As the disease has occurred in Africa, you might expect that research on it should also occur in Africa with robust drug trials being conducted in an ongoing basis, Bioethicist Arthur Caplan  says it is unreasonable to expect the research to happen in Africa. He wrote, “Privileged humans were always going to be the first ones to try it. ZMapp requires a lot of refrigeration and careful handling, plus close monitoring by experienced doctors and scientists—better to try it at a big urban hospital than in rural West Africa, where no such infrastructure exists.” ZMapp is the drug given to the Americans who contracted Ebola in Africa before being flown back to the US for treatment.

It might be possible for pharmaceutical companies to build such infrastructure, but Caplan encapsulates the real reason research does not happen in Africa nicely: “Drugs based on monoclonal antibodies usually cost a lot—at least tens of thousands of dollars. This is obviously far more than poor people in poor nations can afford to pay; and a tiny company won’t enthusiastically give away its small supply of drug for free.” Enthusiastically give away? No, they won’t even develop the drug in the first place.

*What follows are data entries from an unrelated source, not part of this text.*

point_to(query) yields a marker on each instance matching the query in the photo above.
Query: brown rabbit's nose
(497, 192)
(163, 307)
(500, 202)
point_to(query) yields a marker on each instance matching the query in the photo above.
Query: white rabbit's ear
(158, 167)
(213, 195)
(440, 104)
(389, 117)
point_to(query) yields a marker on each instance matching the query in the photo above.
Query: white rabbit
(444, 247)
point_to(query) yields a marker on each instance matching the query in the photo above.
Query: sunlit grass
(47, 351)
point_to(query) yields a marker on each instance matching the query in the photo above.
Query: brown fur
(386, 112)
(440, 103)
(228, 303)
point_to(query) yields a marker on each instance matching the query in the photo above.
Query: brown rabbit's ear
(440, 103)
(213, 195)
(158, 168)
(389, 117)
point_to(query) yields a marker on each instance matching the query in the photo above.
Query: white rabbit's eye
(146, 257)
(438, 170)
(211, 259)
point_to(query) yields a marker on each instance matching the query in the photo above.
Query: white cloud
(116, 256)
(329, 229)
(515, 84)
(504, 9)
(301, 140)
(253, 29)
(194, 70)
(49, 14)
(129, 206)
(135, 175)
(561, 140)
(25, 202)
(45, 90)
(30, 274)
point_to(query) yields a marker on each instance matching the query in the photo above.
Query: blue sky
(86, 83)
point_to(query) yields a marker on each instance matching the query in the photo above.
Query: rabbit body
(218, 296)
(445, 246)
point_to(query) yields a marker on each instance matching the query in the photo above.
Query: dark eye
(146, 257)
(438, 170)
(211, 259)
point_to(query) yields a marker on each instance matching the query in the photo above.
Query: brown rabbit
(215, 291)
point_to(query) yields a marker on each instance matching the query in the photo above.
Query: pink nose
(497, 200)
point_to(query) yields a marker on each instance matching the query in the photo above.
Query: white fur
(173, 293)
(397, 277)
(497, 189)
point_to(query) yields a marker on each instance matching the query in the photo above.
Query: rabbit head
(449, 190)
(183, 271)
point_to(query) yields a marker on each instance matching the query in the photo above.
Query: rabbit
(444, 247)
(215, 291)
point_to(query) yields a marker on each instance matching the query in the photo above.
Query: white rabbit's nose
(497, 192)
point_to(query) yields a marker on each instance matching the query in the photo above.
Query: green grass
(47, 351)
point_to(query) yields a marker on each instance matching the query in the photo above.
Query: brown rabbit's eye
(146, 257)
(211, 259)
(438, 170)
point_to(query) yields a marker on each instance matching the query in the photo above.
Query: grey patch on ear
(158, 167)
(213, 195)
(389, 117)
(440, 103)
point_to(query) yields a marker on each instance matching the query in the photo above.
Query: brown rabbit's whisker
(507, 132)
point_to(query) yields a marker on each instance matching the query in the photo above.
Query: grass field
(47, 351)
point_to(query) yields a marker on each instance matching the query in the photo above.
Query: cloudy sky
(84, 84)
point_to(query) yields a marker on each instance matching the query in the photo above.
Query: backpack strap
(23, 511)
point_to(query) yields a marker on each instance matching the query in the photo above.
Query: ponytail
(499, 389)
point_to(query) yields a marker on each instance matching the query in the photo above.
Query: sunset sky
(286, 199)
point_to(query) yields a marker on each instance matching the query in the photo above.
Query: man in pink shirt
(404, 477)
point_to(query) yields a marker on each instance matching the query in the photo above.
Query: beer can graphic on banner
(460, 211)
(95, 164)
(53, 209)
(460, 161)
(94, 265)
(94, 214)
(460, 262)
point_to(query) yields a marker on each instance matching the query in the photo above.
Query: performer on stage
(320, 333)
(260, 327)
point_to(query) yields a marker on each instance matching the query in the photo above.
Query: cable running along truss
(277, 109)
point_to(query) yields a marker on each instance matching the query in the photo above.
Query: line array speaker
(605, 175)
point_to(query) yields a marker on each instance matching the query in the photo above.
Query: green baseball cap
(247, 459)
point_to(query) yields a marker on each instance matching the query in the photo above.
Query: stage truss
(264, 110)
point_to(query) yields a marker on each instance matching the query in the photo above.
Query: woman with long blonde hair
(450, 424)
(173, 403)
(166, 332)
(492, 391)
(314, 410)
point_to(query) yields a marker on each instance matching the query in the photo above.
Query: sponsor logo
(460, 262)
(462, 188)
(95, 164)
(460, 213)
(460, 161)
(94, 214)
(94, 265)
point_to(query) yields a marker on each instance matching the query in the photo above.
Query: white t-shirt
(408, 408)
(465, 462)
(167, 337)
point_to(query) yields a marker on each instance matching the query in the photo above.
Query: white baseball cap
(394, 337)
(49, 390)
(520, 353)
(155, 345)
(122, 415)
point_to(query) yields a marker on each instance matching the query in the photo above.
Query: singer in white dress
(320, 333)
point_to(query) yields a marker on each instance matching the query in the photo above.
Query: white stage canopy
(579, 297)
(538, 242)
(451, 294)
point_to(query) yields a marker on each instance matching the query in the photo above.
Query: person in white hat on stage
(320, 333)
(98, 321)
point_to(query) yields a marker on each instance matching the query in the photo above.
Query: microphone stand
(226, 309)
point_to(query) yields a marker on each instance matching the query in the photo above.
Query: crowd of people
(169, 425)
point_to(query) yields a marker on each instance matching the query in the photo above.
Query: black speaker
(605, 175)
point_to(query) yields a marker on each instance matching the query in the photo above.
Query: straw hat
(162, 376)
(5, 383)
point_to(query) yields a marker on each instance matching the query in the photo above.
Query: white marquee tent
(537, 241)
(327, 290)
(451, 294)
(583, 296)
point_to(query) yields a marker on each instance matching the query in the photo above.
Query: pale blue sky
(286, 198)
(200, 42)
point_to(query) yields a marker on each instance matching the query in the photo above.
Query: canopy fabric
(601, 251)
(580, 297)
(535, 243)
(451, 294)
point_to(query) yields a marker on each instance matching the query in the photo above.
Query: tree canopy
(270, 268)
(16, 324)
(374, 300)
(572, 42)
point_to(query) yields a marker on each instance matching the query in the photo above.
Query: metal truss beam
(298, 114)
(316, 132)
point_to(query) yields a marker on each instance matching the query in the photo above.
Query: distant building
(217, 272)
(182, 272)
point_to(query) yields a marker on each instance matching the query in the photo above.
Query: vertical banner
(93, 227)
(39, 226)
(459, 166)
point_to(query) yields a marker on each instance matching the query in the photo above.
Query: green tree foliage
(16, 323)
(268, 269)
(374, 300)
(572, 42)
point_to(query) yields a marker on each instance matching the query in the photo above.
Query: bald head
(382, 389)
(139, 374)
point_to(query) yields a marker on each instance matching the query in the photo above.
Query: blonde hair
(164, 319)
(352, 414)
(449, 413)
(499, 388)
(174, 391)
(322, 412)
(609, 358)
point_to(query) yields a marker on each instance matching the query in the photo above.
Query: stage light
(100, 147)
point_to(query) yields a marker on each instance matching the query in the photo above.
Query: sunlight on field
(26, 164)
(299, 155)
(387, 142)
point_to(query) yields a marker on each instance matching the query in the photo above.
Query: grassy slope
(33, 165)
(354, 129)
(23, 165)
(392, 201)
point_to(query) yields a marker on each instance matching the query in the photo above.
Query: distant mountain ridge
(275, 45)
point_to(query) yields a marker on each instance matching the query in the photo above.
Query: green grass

Now that an experimental treatment (ZMapp) does exist, should it be tested on Africans? Bioethicist George Annas says, “If the drugs we are currently working on have been shown to be reasonably safe, and if there is realistic and robust African review and individual informed, voluntary consent, use of American-developed drugs in Africa could be justified.” Annas is here emphasizing the protection of possible African research participants rather than explaining why only the privileged should receive the drug, and he has good reason.

It isn’t as though the lack of infrastructure in Africa has prevented drug trials from taking place there in the past as you might imagine from the debate over Ebola drugs. In fact, testing has raised serious issues of exploitation in the past as drugs were tested on vulnerable populations with no intention of ever providing those same populations with any treatments that might be developed. In 1994, the HIV drug, AZT (zidovudine) was found (in a study known as AIDS Clinical Trials Group 076)  to prevent transmission from HIV-positive mothers to their infants. The study was considered important in the development of drugs to treat AIDS, but there were no plans to provide AZT to the communities where it was tested once the clinical trials concluded. Research subjects in Africa bore the risks associated with taking experimental medications but would not see the benefits of the medications developed.

As there is no market incentive for pharmaceutical companies to develop treatments while protecting research subjects in vulnerable populations, it is up to governments to help promote treatments for unprofitable diseases. This has obviously happened to an extent., but we could, and should, do more. Philosopher Thomas Pogge has initiated a plan to help improve the situation. He has proposed a Health Impact Fund  that would provide a sort of artificial market incentive for companies to develop otherwise unprofitable treatments. Under the plan, governments would contribute to a fund that would then be distributed to pharmaceutical companies based on their ability to develop drugs that would have the greatest health impact. In order to receive payments from the HIF, companies would agree to provide treatments at cost anywhere in the world. I don’t know whether the Health Impact Fund will provide a solution to treating diseases that primarily affect the poor, but it certainly represents the kind of thinking required to address these serious issues.

If we are not motivated by the suffering of others in the world, and it appears many in affluent countries are not, we may do well to recognize that diseases do spread beyond all borders. Diseases that do not affect us today may well affect us tomorrow. The so-called “free” market is obviously not the solution, so we will do well to consider other options.